Sunday, March 22, 2015

March 2015

The Merry Weather Garden Club met on Thursday, 19th of March, 2015 at the antebellum home of Allen and Tina Hand on LaGrange Street in Greenville. Allen acquired the home of John Gaston over a year ago and has been steadily restoring the house, outbuildings and gardens-a long labor of love.

The home was built between 1838 and 1840 by Hezekiah Wimbush.  Wimbush owned nineteen slaves at the time with one of them being the very talented untutored Elbert Wimbush, a skilled builder who built several houses in the Greenville area. The hand hewn underpinning of the home and mortise and tenon or peg joints make for a sturdy, well-built home that endures for years and has looked regal even in its past decay.
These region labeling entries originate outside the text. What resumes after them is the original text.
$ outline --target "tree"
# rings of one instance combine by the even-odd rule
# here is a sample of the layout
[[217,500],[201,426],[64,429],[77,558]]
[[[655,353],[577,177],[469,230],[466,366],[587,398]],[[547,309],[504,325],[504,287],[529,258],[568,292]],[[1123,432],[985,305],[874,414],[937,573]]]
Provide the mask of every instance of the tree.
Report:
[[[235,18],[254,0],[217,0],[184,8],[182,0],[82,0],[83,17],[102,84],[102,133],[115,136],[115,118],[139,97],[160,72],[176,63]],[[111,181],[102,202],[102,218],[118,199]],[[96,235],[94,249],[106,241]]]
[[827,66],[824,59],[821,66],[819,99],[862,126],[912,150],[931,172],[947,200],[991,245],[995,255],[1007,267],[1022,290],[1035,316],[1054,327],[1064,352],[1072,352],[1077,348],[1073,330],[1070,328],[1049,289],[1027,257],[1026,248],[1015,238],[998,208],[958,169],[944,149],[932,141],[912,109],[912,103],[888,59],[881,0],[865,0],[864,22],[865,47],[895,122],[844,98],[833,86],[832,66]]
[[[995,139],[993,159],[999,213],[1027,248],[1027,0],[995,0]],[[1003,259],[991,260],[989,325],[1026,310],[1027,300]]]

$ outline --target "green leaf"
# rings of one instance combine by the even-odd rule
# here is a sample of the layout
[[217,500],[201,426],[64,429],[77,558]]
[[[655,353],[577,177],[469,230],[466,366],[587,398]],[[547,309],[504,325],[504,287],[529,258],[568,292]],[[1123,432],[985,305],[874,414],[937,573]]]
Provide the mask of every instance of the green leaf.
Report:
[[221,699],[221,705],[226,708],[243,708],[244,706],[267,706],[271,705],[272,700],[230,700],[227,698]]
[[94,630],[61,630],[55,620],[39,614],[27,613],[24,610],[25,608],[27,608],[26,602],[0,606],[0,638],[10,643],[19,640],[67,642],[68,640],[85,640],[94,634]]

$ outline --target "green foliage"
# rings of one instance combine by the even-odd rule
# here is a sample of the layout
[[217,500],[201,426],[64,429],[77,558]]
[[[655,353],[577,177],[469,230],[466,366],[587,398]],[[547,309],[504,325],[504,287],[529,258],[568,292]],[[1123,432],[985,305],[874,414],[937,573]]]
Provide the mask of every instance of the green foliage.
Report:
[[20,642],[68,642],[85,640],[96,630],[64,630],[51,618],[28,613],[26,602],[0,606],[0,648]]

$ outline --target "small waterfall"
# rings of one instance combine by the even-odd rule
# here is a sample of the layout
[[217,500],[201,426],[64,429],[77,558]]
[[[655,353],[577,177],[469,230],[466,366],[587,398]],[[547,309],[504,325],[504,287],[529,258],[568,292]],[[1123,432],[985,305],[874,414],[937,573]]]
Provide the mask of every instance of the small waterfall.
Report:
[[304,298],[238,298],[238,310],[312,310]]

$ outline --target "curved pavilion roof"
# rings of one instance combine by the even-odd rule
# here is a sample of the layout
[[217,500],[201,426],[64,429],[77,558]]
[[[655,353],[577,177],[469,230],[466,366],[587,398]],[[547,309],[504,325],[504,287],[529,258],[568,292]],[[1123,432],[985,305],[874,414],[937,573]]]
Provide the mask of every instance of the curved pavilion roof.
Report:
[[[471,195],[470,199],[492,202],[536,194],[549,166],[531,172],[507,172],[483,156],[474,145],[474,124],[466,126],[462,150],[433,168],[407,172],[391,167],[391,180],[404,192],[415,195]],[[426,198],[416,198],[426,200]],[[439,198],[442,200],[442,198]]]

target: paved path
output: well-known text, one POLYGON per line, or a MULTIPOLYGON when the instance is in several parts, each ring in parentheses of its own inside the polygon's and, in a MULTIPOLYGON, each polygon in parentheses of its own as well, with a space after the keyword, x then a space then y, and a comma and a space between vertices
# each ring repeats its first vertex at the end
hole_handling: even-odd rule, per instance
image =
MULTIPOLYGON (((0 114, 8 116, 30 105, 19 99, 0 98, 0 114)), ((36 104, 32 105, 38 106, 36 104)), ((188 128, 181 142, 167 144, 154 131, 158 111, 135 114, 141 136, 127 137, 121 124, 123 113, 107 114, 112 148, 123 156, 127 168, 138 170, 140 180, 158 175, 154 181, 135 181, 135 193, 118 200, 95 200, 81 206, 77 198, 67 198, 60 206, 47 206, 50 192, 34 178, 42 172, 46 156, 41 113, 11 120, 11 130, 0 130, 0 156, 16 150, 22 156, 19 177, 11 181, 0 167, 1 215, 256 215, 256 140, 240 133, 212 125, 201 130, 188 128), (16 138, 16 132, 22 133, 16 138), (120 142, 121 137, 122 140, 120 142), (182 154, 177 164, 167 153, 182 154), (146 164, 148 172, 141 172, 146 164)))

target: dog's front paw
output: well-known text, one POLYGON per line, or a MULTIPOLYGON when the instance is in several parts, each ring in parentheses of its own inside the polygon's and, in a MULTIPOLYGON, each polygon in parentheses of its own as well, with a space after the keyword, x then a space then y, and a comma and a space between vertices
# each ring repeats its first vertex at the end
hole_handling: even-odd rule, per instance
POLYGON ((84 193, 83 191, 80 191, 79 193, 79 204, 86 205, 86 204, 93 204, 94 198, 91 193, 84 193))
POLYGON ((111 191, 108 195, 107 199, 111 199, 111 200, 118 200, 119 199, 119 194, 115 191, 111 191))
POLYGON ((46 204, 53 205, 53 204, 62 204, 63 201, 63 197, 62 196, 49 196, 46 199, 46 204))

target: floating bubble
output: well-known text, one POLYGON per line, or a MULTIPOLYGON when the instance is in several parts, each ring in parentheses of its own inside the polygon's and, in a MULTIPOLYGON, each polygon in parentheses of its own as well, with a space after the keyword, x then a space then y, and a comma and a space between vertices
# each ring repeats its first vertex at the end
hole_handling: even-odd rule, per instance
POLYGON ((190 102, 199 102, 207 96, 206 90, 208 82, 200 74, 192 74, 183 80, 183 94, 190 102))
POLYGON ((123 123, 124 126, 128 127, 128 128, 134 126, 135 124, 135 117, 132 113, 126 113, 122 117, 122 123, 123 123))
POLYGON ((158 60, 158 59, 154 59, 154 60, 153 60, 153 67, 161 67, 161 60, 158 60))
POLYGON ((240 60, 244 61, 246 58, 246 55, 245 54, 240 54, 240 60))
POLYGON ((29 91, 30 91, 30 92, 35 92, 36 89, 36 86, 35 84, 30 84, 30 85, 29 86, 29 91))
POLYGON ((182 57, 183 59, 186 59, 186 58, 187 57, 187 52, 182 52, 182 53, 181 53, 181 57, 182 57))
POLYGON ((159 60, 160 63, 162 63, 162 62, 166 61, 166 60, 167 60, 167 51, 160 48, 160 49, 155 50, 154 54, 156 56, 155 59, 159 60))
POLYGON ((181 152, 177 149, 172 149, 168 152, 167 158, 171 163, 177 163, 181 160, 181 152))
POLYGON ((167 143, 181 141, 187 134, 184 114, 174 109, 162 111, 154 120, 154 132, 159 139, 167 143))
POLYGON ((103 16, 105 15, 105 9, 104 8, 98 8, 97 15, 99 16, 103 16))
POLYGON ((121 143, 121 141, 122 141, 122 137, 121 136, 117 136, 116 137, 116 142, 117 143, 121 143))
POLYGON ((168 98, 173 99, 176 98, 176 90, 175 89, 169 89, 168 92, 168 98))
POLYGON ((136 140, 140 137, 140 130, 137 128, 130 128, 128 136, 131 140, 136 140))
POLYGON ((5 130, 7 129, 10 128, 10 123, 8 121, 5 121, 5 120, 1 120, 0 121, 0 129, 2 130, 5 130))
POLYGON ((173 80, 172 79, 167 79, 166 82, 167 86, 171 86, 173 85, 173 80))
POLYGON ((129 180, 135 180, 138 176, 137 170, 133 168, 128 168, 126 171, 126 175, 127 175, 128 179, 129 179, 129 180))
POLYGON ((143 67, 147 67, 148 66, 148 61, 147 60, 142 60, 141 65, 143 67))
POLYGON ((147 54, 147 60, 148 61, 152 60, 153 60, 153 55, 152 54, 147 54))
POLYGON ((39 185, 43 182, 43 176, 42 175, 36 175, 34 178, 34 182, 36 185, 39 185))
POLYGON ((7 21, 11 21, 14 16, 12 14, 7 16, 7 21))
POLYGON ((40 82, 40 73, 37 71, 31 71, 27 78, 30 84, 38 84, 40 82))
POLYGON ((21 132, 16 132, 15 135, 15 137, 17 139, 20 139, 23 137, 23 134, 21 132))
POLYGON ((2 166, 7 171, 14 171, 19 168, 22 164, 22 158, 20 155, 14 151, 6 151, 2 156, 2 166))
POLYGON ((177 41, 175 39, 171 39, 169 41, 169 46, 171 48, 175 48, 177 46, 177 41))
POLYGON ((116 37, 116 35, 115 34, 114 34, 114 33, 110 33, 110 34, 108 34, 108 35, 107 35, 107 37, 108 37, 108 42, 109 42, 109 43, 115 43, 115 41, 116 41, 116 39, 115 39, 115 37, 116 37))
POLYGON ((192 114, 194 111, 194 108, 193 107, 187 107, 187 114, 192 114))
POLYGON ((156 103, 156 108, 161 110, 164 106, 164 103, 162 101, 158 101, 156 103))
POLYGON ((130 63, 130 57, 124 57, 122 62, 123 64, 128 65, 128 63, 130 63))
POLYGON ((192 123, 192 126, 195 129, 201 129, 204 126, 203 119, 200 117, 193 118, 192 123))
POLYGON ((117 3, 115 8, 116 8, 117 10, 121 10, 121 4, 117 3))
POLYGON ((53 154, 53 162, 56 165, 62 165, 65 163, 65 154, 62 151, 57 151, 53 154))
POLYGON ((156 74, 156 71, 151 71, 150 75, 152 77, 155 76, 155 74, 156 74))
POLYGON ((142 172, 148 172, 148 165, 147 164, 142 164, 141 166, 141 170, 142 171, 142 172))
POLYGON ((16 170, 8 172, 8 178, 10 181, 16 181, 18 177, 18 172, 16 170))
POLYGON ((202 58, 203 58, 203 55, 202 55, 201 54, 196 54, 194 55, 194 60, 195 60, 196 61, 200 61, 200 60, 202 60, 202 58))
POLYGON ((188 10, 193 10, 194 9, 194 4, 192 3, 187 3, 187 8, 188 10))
There have only been three homeowners before the Hands bought the property: the Wimbushes, the Anthonys, and then John and Pauline Gaston who bought the place in 1920 when John (Booker) was two years old. John Gaston lived in the house until he was 94. Allen met John when he, Allen, was eight years old and pretty much visited him every couple of weeks from then on so he is well versed in the house’s history and knows the property that was his friend’s. There are three springs on the back of the property that were the reason for the name of the nearby church, Springfield Baptist Church.

While Allen and Tina are restoring the house, they are living next door in a home that was originally part of the Gaston place. Years ago three rooms were removed from the Wimbush house and rolled next door to make another home. The Hand’s daughters, Theney and Milzie, enjoy the connected backyards and the ample playrooms and playhouses. The back of the house, in typical antebellum fashion, adjusts for the slope of the land and sits high off the ground and is open-perfect for more play area.

The garden club toured the yard noting the smokehouse, pomegranate and rose bushes plants that have been there a long time. Most interesting is the small building that served as a classroom for Joseph Meriwether Terrell who grew up to be one of Georgia’s governors! Allen’s mother some years ago bought the Terrell place in Greenville and gave Allen the portrait of Governor Terrell she found there.  Allen plans for the portrait to have a place of honor hanging in the dining room-an interesting point as the young Terrell boy who played and studied on the Wimbush property had no idea his picture would hang in its home one day!

In clearing out the interior, Hand found newspapers and magazines dating back to 1906 that are a treasure trove of fascinating local information. He also has a hand written account of the Greenville Cyclone of March 3, 1893 and its devastation.

Restoration is a slow process and the club members were most complimentary of the care the Hands are taking with the historical house. It is not always easy, Allen said, as he has run into rats, squirrels, possums, bats, and snakes in the initial clean up.

Garden club members divided and shared with the Hands some plants from their gardens and also presented the Hands with a long handled pruner for fighting the wisteria in the yard. The sides of the front steps became an impromptu table where club members enjoyed refreshments and made club announcements.  The next meeting of the garden club will be April 16 when it will join the Concord Club for its annual Lunch and Learn program.